2. Interested readers will discover and browse more content, measured via a 10% increase in internally referred page interactions in representative wikis. This KR is focused on making it easier for interested readers to discover content by exploring different content discovery methods or entry points. The goal is to provide readers with these options in specific moments of their journey or after specific actions which indicate that they’re interested in learning more.  "Page interactions", in this context, is inclusive of all the ways that a user can interact with content beyond just looking at a page (page previews are an example).  "Internally referred" means that we'll only be counting those page interactions that happen after a user already starts their session on our property (i.e. excluding the first time they land on the site, which usually happens through a search engine referral).
3. Deepen reader engagement with Wikipedia via 0.05% of unique devices engaging in non-editing participation. This KR focuses on deepening reader engagement, while also exploring ways in which readers can contribute to our projects that are not editing pages. We hypothesize that there are people who are interested in getting involved with the wikis but for whom editing of any kind is too big of a leap. We want those people to have a way to get more deeply involved, perhaps becoming more committed readers, or eventually becoming comfortable enough to edit. "Non-editing participation" refers to any actions users can take on the wikis besides editing (we are also counting edits to discussions as 'editing'). While our websites don't have any of this, our apps do, in the form of reading lists or sharing content to social media. This work could include letting users configure their own personal reading experience, or could also focus on sharing content across the wiki, curating, and suggesting content to others. The KR is inclusive of work on the mobile and desktop websites and the apps.  For mobile and desktop it may include the adoption of some non-editing participation functionality that exists on the apps.  For the apps, it may include improving on existing functionality or building out new ideas. The number 0.05% is approximately the ratio of editors to unique devices -- so perhaps in the first year of this feature set, we see a similar ratio for non-editing participants, which would eventually increase to greater than the number of editors in the future.

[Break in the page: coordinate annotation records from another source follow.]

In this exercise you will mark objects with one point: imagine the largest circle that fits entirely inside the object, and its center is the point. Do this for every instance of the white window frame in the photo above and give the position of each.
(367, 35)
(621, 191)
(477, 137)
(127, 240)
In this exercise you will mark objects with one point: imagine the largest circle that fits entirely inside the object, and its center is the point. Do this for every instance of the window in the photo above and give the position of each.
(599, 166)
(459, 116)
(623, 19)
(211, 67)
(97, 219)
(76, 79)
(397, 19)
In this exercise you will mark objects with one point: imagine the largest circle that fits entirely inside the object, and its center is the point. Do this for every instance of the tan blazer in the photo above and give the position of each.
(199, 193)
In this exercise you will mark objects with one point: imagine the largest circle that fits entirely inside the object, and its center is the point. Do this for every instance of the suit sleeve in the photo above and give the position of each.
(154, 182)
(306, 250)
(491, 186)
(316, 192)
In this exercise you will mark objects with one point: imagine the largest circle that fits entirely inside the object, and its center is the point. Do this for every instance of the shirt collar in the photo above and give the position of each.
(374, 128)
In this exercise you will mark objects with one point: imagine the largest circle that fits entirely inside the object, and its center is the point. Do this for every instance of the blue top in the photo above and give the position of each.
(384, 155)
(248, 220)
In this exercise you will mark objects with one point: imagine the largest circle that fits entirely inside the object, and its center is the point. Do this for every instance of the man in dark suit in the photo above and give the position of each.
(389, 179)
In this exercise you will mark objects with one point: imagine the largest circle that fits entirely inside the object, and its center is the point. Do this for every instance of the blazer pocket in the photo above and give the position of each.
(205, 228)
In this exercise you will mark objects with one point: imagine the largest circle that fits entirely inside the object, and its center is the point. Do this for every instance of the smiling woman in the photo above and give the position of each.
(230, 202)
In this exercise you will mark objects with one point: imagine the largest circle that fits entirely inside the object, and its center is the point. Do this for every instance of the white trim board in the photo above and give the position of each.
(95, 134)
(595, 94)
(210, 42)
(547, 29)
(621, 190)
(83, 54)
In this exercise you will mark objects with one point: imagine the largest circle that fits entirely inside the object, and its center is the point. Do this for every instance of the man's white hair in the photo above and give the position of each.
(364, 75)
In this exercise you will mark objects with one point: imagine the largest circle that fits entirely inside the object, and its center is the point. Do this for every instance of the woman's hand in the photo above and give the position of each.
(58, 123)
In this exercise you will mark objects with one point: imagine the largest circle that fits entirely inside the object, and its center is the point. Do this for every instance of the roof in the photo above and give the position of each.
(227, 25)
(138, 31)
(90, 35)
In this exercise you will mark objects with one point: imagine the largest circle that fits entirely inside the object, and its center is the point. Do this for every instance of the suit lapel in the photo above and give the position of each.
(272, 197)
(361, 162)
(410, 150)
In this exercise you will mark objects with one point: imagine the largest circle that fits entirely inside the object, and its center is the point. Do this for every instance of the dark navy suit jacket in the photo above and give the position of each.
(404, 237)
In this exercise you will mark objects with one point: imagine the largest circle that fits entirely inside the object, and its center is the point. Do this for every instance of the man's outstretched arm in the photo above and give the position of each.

WE3: Knowledge Platform[edit]

Increase collaboration and efficiency among software developers by improving the development process for MediaWiki


1. Reduce fragmentation in developer workflows, measured by X% increase in adoption of officially supported developer tools. The goal of this key result is to provide standard development tools that meet the needs of most Wikimedia developers. We also aim to be able to replicate production-like environments for a wider range of components at the development, testing and deployment stages. By accomplishing this, we will provide a better developer experience. This experience will allow engineers to onboard more quickly, assist each other when running into difficulties and deploy new features to production with greater confidence. This work is not intended to serve all developer workflows in the first year, but to make improvements in the areas that most impact developer productivity.
2. Increase by 20% the number of authors that have committed more than 5 patches across a specific set of MediaWiki repositories that are deployed to production. Increasing the number of people willing and able to contribute to the MediaWiki code base will make it less likely that a team gets blocked when changes to MediaWiki core are needed. It also makes it less likely that workarounds are created that add technical debt. In addition, this metric shows that the code base is becoming easier and safer to contribute to without unexpected effects.
3. Resolve and document 4 major points of technical strategic direction/policy/process. Product and Technology leadership has identified key areas where strategic direction is needed to increase the impact of technical work. Examples include defining an approach to support for MediaWiki outside Wikimedia and creating a policy for open-source software. Defining a strategic direction for these topics will mean increased efficiency and more cohesion in Wikimedia’s technical direction.
Objectives v2 (v1) Key Results Explanation

SDS1: Defining essential metrics[edit]

Each metric and dimension in our essential metric data set is scientifically or empirically supported, standardized, productionized, and shared across the Foundation.

Context: Effective use of metrics to make strategic decisions at the Foundation requires us to measure and assess the impact of work using a common, reliable, and well-understood set of metrics. Ensuring that different teams working on different projects are using the same metrics with the same definitions to understand the impact of their work will allow us to align efforts across the Foundation, with affiliates, and with communities. These metrics will allow Foundation staff and communities to evaluate proposals for programs and product features, and to monitor and evaluate results. And they enable the engineers who support the tools used in data preparation and analysis to deliver a higher standard of service by more precisely defining the scope of their work, making the effort more tractable with our current resourcing. Data is only as useful as it is accessible to users. Our metrics must have maximum accessibility for us to maximize their utility to all audiences. We will gather, organize, and make available the necessary information to guide appropriate use and prevent misuse.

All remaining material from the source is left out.